The WA Government has released draft plans to rebalance Perth and Mandurah’s precious groundwater resources, which are at risk from the impacts of climate change and increasing use.
This includes the draft Gnangara groundwater allocation plan and a proposal to align garden bore sprinkler rosters with the scheme sprinkler roster, which – combined – will save 70GL of water per year.
The Gnangara groundwater system supplies up to 40 per cent of Perth’s drinking water, as well as water for industry and horticulture, garden bores, parks and other green spaces north of the Swan River.
It also supports significant environmental values including wetlands, caves and bushland, with lowered water levels now evident through the visible drying of wetlands such as Loch McNess and the loss of the unique Yanchep cave ecosystems.
Since 1980, water tables across the Gnangara Mound have fallen by up to 10 metres – a 1,000GL loss of aquifer storage, equivalent to 1,000 Optus Stadiums full of water.
Over half of the 30 sites used to gauge the health of Gnangara’s groundwater dependent ecosystems are now breaching minimum water levels.

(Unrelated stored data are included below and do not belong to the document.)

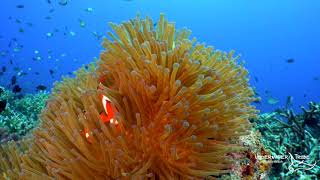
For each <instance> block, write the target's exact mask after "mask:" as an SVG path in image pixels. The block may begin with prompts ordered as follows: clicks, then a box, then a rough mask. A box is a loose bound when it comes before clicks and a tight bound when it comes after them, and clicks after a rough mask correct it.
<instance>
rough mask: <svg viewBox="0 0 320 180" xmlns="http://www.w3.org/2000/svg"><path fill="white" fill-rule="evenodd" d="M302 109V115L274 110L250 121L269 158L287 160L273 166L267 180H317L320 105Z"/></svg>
mask: <svg viewBox="0 0 320 180" xmlns="http://www.w3.org/2000/svg"><path fill="white" fill-rule="evenodd" d="M301 109H302V110H303V113H301V114H295V113H294V112H293V110H291V109H288V108H283V109H277V110H276V111H275V112H272V113H265V114H262V115H260V116H259V118H258V119H254V120H252V121H253V122H254V123H255V124H256V125H255V126H254V128H255V129H257V130H259V131H260V132H261V134H262V142H263V143H264V145H265V147H266V149H268V150H269V151H270V152H271V155H272V156H274V157H279V156H280V157H286V158H285V159H284V160H281V161H280V162H276V163H273V164H272V168H271V172H270V173H269V177H270V178H284V179H294V178H297V177H299V178H307V179H314V178H315V179H319V178H320V177H319V172H320V166H319V164H318V162H319V159H320V153H319V152H320V145H319V140H320V105H319V104H316V103H314V102H310V103H309V109H305V108H304V107H301Z"/></svg>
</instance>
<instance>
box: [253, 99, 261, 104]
mask: <svg viewBox="0 0 320 180" xmlns="http://www.w3.org/2000/svg"><path fill="white" fill-rule="evenodd" d="M253 103H257V104H261V98H256V99H255V100H254V101H253Z"/></svg>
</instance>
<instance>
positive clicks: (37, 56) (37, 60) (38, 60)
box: [32, 56, 42, 61]
mask: <svg viewBox="0 0 320 180" xmlns="http://www.w3.org/2000/svg"><path fill="white" fill-rule="evenodd" d="M32 59H33V60H34V61H40V60H41V59H42V58H41V56H35V57H33V58H32Z"/></svg>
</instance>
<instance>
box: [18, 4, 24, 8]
mask: <svg viewBox="0 0 320 180" xmlns="http://www.w3.org/2000/svg"><path fill="white" fill-rule="evenodd" d="M16 8H18V9H22V8H24V5H23V4H19V5H16Z"/></svg>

The draft Gnangara groundwater allocation plan, developed over five years of consultation with stakeholders, provides water users with certainty of ongoing supply and ensures the long-term environmental sustainability of the Gnangara system.

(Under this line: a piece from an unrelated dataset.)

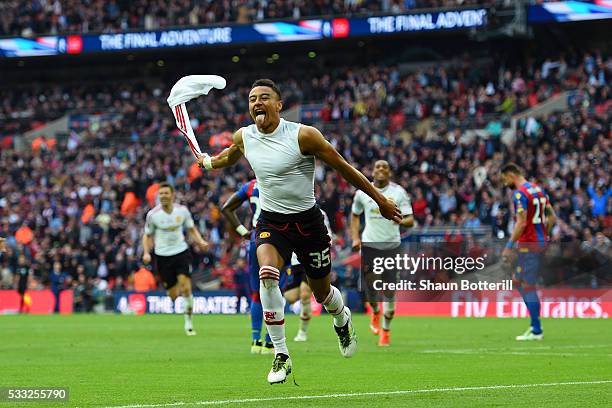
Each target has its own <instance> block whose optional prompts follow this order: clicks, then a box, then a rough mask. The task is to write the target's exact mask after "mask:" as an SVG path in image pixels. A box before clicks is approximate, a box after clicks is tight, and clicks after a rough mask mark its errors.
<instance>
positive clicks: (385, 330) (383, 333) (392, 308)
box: [378, 300, 395, 347]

To support industries reliant on groundwater from the Gnangara system such as horticulture, proposed reductions in water entitlements for most licenced groundwater users have been limited to just 10 per cent. A 27 per cent reduction to groundwater taken by Water Corporation for Perth’s drinking water is also proposed. The proposed changes would come into effect from July 2028.

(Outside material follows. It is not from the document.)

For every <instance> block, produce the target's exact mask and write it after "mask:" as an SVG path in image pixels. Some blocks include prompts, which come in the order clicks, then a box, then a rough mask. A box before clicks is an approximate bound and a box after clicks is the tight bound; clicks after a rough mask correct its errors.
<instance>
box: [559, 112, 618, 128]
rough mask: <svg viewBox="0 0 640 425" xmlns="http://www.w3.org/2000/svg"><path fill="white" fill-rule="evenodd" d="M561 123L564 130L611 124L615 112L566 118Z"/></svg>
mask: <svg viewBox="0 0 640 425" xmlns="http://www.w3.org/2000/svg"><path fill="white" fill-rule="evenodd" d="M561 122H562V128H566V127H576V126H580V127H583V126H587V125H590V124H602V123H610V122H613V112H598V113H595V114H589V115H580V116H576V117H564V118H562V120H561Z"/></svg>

In addition, a proposal to align the domestic garden bore sprinkler roster with the two-days-per-week sprinkler roster for scheme water users in Perth and Mandurah from September 1, 2022 is now open for public comment.
Alignment of the domestic garden bore and scheme water rosters will save up to 30GL per year, stabilising water tables in urban areas and increasing water availability to street trees and important urban wetlands, such as Perry Lakes, Herdsman Lake, Lake Gwelup, Carine Swamp, Star Swamp, North Lake and Bibra Lake.
It is estimated that garden bores collectively draw about one fifth (22 per cent or around 90 GL) of groundwater taken from the aquifers in the Perth to Mandurah area to use outdoors, mostly for irrigating lawns and gardens.
Garden bore users generally use about three to four times more water on their gardens in comparison to scheme water users.
The WA Government is offering a range of programs to help householders and industry improve their water-use efficiency. This includes rebates on smart irrigation technology and free spring sprinkler system check-ups for householders, and a $750,000 targeted water efficiency program for horticulturalists in North Wanneroo.
Over the past two decades, the State Government has responded to the impacts of climate change on Perth’s water resources, by investing in climate independent water sources with over 45 per cent of water supplied to Perth’s Integrated Water Supply Scheme coming from desalinated seawater and through Groundwater Replenishment.
The WA Government has also announced $1.4 billion in the 2021-22 State Budget for a third desalination plant, providing another climate independent drinking water source.
Public comment on the draft plan and proposed changes to the sprinkler roster is open until February 28, 2022.